Brian Schlieger, on-site coordinator for EPA, said that sampling of the area around the park revealed hot spots of contamination at 1,000 and 2,000 ppt at the River Forest condominium complex to the west of the park and at other residential properties to the east of the park.
At these residential areas, Schlieger said, Dow ended up developing barrier controls. In one case excavating and replacing with clean fill. In another, barrier fabric with a rock covering was laid down.
Schlieger estimated that the West Michigan Park area cleanup would cost Dow around $1.5 million.
EPA is negotiating with Dow Chemical to establish a framework for cleaning up the dioxin contamination that extends from Dow’s Midland complex, through the Tittabawassee and Saginaw rivers and into Lake Huron’s Saginaw Bay.

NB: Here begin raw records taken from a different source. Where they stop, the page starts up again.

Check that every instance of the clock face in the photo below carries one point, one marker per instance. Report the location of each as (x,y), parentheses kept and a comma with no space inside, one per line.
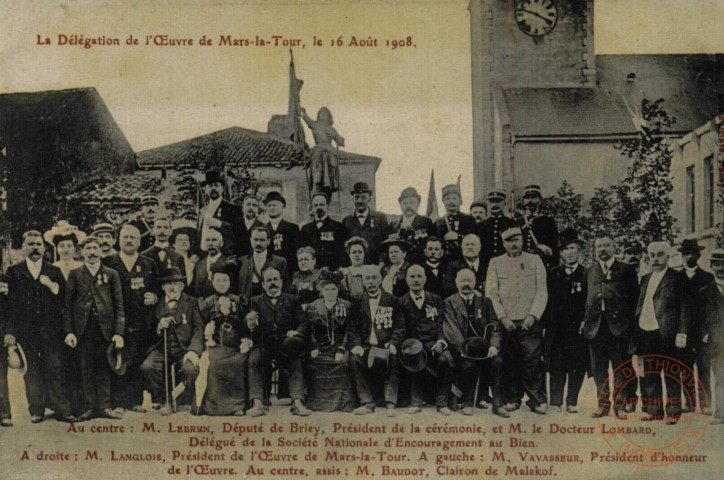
(536,17)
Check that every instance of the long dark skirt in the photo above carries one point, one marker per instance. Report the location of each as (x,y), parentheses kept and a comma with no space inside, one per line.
(329,385)
(226,385)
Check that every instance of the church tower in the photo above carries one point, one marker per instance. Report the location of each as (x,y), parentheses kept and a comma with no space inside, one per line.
(515,45)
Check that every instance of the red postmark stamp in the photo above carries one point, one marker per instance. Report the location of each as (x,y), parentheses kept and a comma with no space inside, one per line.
(651,437)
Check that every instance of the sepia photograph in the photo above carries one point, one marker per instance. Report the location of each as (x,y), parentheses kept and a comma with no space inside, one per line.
(451,239)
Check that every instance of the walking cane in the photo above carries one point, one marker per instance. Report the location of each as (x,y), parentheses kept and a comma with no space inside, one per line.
(165,365)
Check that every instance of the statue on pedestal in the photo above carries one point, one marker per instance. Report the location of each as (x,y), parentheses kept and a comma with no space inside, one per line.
(324,161)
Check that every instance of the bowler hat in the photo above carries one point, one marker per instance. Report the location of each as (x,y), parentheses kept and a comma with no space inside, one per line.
(717,255)
(116,359)
(361,187)
(532,191)
(378,358)
(496,195)
(569,236)
(451,189)
(275,196)
(16,358)
(294,347)
(413,356)
(690,245)
(475,348)
(212,176)
(409,192)
(171,274)
(149,198)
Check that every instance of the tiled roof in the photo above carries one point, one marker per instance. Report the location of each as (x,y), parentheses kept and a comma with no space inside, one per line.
(689,84)
(121,189)
(235,145)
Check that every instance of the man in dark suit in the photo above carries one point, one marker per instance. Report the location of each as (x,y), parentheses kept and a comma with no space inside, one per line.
(324,235)
(249,220)
(284,234)
(662,317)
(712,302)
(466,315)
(412,227)
(35,292)
(490,229)
(694,353)
(612,291)
(454,225)
(379,323)
(423,320)
(144,223)
(274,316)
(540,233)
(220,214)
(139,284)
(162,253)
(212,243)
(178,314)
(251,266)
(5,417)
(94,316)
(434,266)
(470,247)
(366,223)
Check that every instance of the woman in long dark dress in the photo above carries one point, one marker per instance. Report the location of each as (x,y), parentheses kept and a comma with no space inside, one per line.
(226,392)
(329,384)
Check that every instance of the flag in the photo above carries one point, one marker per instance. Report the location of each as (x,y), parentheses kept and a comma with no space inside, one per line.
(295,108)
(432,199)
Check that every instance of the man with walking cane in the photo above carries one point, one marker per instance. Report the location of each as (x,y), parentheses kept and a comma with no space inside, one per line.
(176,324)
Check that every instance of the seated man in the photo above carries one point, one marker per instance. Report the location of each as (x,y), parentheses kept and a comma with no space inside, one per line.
(274,317)
(377,322)
(466,315)
(176,315)
(423,318)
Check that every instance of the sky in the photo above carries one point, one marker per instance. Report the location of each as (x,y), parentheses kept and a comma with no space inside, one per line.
(410,106)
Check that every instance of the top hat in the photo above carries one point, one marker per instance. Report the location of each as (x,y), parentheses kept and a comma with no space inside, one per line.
(690,245)
(62,230)
(717,255)
(275,196)
(532,191)
(395,239)
(475,348)
(451,189)
(479,203)
(171,274)
(409,192)
(224,266)
(511,232)
(568,236)
(16,358)
(413,356)
(294,347)
(361,187)
(496,195)
(103,228)
(212,176)
(116,359)
(378,358)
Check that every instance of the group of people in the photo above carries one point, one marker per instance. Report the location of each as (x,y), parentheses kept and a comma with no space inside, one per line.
(468,311)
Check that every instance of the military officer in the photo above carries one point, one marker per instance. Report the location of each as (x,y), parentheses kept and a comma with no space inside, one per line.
(540,234)
(144,223)
(489,230)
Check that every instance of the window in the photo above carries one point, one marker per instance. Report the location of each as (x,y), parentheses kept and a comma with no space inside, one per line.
(690,200)
(710,190)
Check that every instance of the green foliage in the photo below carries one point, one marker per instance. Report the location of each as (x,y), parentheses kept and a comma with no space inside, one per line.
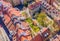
(34,27)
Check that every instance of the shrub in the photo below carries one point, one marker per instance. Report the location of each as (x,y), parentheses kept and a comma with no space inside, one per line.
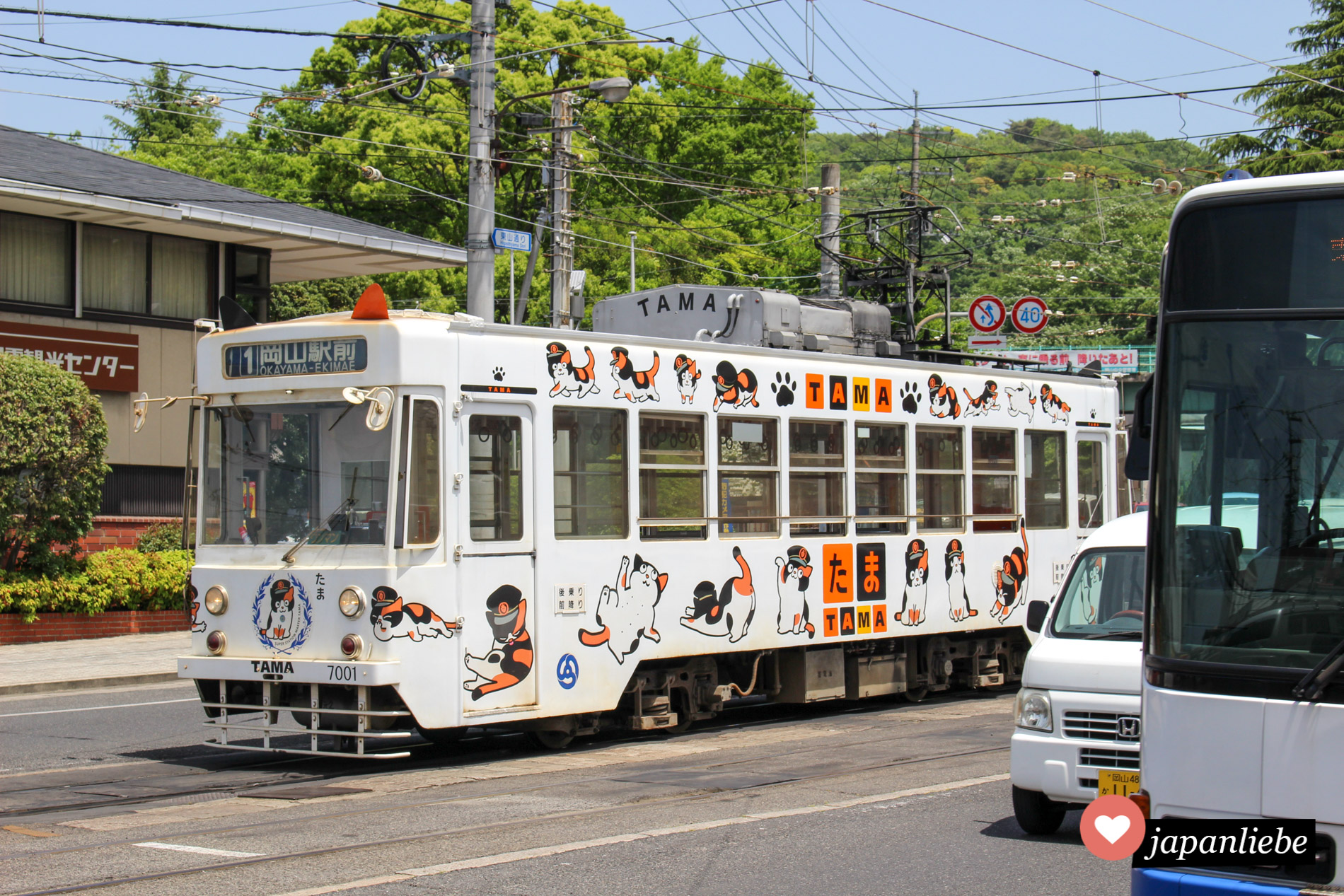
(53,437)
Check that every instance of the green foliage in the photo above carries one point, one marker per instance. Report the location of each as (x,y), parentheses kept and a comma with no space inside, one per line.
(1302,107)
(53,437)
(116,579)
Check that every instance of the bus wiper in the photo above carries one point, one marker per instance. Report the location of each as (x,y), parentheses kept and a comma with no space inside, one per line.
(340,508)
(1312,687)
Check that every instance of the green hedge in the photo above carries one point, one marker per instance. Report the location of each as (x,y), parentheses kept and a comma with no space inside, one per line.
(116,579)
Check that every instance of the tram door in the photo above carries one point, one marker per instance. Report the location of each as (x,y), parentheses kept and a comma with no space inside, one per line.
(497,573)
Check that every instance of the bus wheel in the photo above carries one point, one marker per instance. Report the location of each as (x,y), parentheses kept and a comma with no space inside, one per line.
(1035,812)
(551,739)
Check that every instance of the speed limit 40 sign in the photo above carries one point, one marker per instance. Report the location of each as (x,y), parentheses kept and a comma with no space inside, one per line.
(1030,315)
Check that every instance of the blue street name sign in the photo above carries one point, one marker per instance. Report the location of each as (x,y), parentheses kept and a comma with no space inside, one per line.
(519,240)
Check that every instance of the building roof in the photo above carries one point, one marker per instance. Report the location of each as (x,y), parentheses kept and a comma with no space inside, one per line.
(45,176)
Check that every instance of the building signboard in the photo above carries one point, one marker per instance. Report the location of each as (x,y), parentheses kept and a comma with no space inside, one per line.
(105,361)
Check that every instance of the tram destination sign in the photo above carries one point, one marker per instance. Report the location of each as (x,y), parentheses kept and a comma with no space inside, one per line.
(343,355)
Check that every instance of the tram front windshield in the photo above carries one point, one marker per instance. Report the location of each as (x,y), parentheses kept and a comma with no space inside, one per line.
(276,473)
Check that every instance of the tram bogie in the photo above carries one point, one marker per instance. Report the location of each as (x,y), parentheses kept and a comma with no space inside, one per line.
(528,539)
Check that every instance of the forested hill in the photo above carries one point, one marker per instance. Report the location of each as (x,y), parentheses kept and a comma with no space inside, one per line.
(1087,231)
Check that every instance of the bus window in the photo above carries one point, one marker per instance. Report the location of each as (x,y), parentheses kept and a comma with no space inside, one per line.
(994,480)
(879,479)
(422,507)
(591,489)
(816,487)
(672,473)
(749,476)
(940,479)
(1045,461)
(1091,485)
(495,448)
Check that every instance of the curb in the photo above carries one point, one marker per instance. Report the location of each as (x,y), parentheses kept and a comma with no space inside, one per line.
(83,684)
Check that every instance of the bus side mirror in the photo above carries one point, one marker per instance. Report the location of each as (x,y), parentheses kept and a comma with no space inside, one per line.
(1139,461)
(1036,612)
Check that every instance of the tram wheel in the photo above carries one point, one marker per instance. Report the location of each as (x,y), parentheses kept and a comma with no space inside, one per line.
(551,739)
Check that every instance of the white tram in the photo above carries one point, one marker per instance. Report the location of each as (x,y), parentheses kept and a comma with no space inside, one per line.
(416,520)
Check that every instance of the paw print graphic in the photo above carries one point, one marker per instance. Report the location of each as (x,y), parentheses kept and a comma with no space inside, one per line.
(910,397)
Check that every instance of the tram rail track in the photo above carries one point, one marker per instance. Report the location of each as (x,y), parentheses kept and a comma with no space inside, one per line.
(449,832)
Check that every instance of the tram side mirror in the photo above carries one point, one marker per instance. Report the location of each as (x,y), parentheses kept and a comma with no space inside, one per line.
(1139,461)
(379,405)
(1036,612)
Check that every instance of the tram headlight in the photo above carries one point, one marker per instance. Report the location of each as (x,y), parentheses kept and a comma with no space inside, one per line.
(351,602)
(216,600)
(1033,709)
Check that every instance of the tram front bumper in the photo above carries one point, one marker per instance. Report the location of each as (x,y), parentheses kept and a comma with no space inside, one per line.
(280,669)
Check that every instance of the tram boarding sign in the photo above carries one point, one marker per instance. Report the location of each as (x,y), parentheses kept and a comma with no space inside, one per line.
(988,313)
(1030,315)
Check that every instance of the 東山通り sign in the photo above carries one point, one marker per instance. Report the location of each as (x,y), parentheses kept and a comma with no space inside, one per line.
(105,361)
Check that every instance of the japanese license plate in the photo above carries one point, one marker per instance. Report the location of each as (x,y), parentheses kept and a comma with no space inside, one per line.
(1113,782)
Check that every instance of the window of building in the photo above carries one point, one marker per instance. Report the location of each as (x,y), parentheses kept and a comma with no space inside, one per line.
(940,479)
(816,479)
(591,491)
(495,449)
(749,476)
(994,480)
(672,470)
(1046,494)
(37,261)
(879,479)
(1091,484)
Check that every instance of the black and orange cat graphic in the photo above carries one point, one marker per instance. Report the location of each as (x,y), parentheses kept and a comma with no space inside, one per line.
(632,385)
(510,657)
(1011,581)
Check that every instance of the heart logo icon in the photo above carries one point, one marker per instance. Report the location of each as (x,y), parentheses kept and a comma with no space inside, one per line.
(1112,828)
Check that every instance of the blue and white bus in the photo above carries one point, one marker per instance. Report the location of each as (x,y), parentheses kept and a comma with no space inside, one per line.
(1242,700)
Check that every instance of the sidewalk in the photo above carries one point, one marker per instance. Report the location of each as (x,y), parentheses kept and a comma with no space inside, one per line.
(94,663)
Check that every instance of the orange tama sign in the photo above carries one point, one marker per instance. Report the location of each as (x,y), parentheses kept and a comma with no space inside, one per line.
(107,361)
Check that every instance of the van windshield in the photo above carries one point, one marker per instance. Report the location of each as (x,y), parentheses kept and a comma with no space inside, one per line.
(1103,597)
(274,472)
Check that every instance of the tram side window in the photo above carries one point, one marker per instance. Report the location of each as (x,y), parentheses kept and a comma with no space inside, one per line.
(879,479)
(994,480)
(1091,485)
(495,449)
(816,477)
(749,476)
(591,489)
(672,470)
(1046,496)
(940,479)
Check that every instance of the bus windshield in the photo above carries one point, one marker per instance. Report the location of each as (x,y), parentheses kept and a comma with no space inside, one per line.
(276,472)
(1250,569)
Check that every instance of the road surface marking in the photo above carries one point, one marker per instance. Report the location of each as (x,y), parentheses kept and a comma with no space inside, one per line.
(117,706)
(183,848)
(540,852)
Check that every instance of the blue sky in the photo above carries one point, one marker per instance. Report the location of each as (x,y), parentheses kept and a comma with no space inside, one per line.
(859,49)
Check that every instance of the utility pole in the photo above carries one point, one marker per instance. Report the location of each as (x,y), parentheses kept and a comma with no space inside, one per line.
(562,238)
(830,237)
(480,197)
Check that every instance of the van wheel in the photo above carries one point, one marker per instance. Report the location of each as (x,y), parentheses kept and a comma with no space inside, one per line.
(1035,812)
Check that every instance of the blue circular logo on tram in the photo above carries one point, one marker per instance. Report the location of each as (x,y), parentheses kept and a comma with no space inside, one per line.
(567,673)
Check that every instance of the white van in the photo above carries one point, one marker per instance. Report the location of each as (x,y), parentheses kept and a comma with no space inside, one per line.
(1077,712)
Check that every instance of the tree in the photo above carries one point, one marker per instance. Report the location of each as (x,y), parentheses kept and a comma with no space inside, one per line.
(53,437)
(1302,107)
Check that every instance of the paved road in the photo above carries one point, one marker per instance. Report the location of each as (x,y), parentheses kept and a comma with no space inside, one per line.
(882,797)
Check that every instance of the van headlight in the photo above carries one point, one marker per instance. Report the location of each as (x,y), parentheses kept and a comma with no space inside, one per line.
(1033,709)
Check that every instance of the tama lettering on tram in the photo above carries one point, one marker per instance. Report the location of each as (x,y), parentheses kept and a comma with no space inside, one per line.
(291,359)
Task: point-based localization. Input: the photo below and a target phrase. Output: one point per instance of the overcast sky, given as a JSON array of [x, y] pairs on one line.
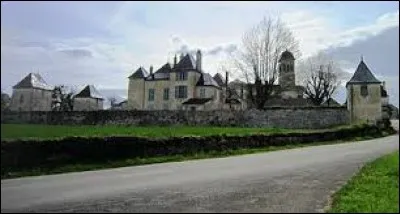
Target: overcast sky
[[102, 43]]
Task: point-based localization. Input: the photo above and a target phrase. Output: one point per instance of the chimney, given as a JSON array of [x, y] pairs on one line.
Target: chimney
[[175, 60], [226, 79], [198, 60]]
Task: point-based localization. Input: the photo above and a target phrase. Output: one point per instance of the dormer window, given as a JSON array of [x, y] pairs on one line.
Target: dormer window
[[181, 76], [364, 90]]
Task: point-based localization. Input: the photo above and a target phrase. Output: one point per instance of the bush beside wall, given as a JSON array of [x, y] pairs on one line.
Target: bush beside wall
[[28, 154], [279, 117]]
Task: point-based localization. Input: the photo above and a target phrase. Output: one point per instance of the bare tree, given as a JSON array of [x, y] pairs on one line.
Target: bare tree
[[113, 101], [258, 57], [321, 78], [62, 99], [5, 101]]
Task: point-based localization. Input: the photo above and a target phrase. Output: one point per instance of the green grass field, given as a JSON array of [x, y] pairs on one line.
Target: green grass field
[[23, 131], [374, 189]]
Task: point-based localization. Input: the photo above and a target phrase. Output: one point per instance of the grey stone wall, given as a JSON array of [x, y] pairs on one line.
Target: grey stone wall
[[294, 118]]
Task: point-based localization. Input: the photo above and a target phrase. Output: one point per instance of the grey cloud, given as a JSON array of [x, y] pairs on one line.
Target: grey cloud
[[215, 51], [231, 48], [176, 40], [222, 49], [77, 53], [380, 53]]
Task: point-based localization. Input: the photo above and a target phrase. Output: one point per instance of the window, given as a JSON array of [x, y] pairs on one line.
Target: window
[[151, 94], [166, 93], [202, 92], [364, 90], [181, 75], [181, 91]]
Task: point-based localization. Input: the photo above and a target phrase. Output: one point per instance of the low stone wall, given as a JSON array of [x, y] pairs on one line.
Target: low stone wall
[[294, 118], [33, 154]]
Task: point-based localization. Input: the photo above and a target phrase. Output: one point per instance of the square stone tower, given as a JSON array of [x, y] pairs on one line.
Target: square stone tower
[[364, 96]]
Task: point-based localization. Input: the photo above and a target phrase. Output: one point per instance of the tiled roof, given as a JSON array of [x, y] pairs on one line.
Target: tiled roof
[[197, 101], [206, 80], [363, 75], [33, 80], [139, 74], [89, 92]]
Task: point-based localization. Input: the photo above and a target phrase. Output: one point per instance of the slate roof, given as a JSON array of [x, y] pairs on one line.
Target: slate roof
[[219, 79], [187, 62], [383, 92], [206, 80], [332, 102], [139, 74], [286, 55], [232, 101], [161, 73], [277, 101], [33, 80], [196, 101], [363, 75], [89, 92]]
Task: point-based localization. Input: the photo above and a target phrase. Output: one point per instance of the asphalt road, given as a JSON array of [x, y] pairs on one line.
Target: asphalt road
[[296, 180]]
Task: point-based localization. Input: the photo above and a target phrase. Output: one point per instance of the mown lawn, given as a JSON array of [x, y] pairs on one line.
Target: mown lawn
[[24, 131], [374, 189]]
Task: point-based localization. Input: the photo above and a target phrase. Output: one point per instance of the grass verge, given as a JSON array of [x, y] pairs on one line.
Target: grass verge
[[161, 159], [375, 189], [36, 131]]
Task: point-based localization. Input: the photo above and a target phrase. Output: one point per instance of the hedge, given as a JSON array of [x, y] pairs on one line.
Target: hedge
[[27, 154]]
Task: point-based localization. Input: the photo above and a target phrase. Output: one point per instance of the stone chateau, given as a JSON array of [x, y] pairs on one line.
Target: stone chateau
[[184, 85]]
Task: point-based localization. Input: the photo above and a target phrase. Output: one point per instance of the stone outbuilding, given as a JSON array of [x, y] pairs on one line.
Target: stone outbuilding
[[364, 95], [31, 94], [89, 99]]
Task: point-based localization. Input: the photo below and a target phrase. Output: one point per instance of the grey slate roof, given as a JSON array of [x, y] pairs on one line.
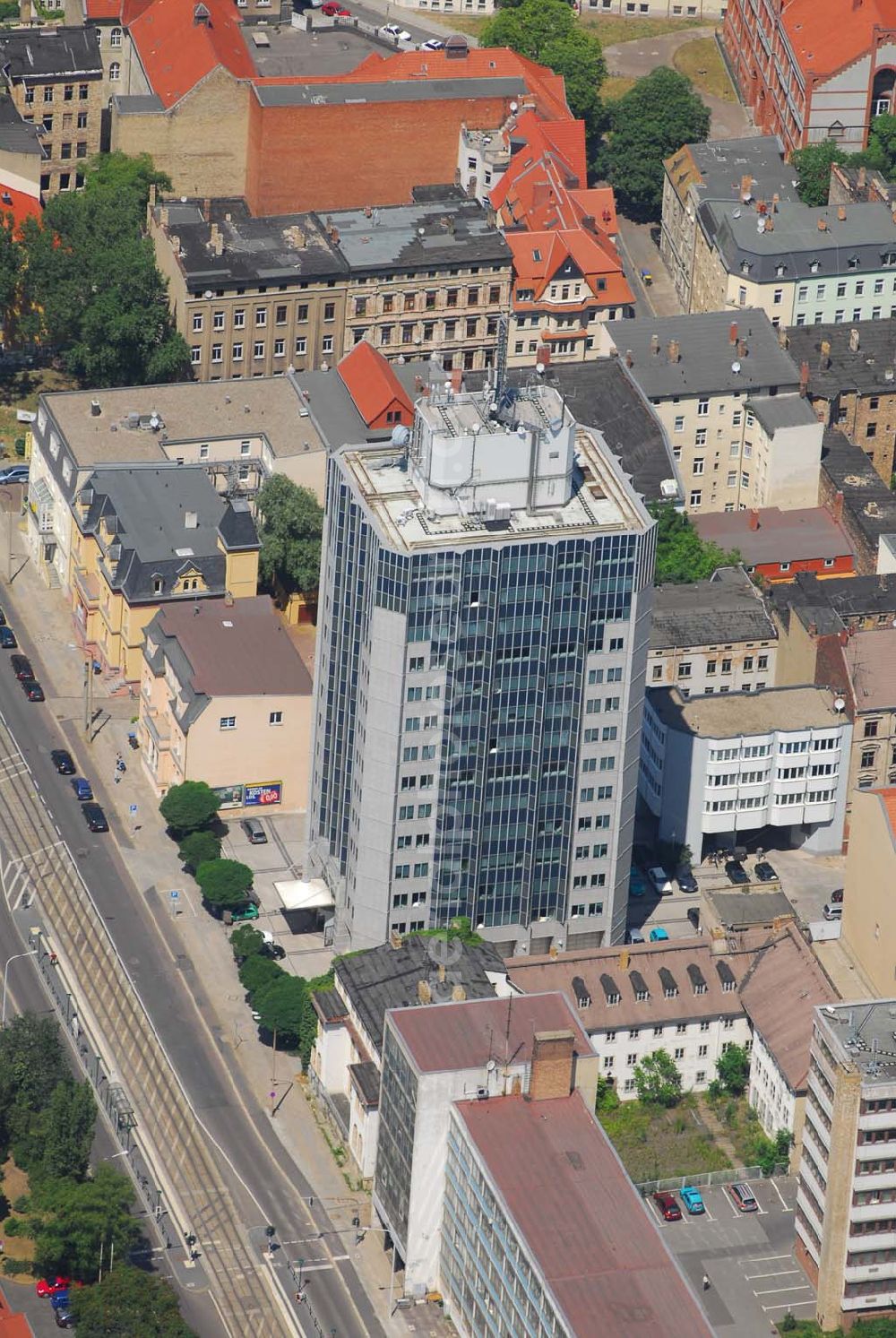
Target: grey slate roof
[[796, 242], [387, 977], [47, 54], [728, 608], [150, 507], [869, 368], [706, 355]]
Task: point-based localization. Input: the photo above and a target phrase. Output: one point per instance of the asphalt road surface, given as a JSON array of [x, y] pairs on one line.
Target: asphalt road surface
[[211, 1140]]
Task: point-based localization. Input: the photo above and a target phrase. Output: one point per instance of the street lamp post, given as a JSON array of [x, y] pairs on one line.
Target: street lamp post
[[5, 971]]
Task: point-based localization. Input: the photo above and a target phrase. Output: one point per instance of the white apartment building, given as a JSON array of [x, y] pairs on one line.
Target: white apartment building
[[846, 1215], [714, 768], [729, 399], [711, 635], [681, 997]]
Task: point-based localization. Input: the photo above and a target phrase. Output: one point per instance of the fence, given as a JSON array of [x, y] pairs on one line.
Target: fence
[[709, 1178]]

At a community meeting held by the agency in June, officials promised that although cleanup of the entire watershed is expected to stretch into 2018, the agency will order emergency cleanups in areas where people might be exposed to significant contamination.
The West Michigan Park cleanup is an example of this type of action.
In a statement this week, the agency said that July negotiations with Dow dealt with how to coordinate compliance with state and federal laws, how to organize existing information about the scope of the pollution in the watershed, how to divide the river up into manageable segments for conducting work and how to resolve disputes that arise during the cleanup process.
In the last month, EPA officials have established a field office in Saginaw, developed a online message board to update interested parties, and has called an Aug. 15 meeting to begin the process of establishing a citizen advisory group. The agency has also released details of its plan to monitor the municipal water systems for dioxin contamination.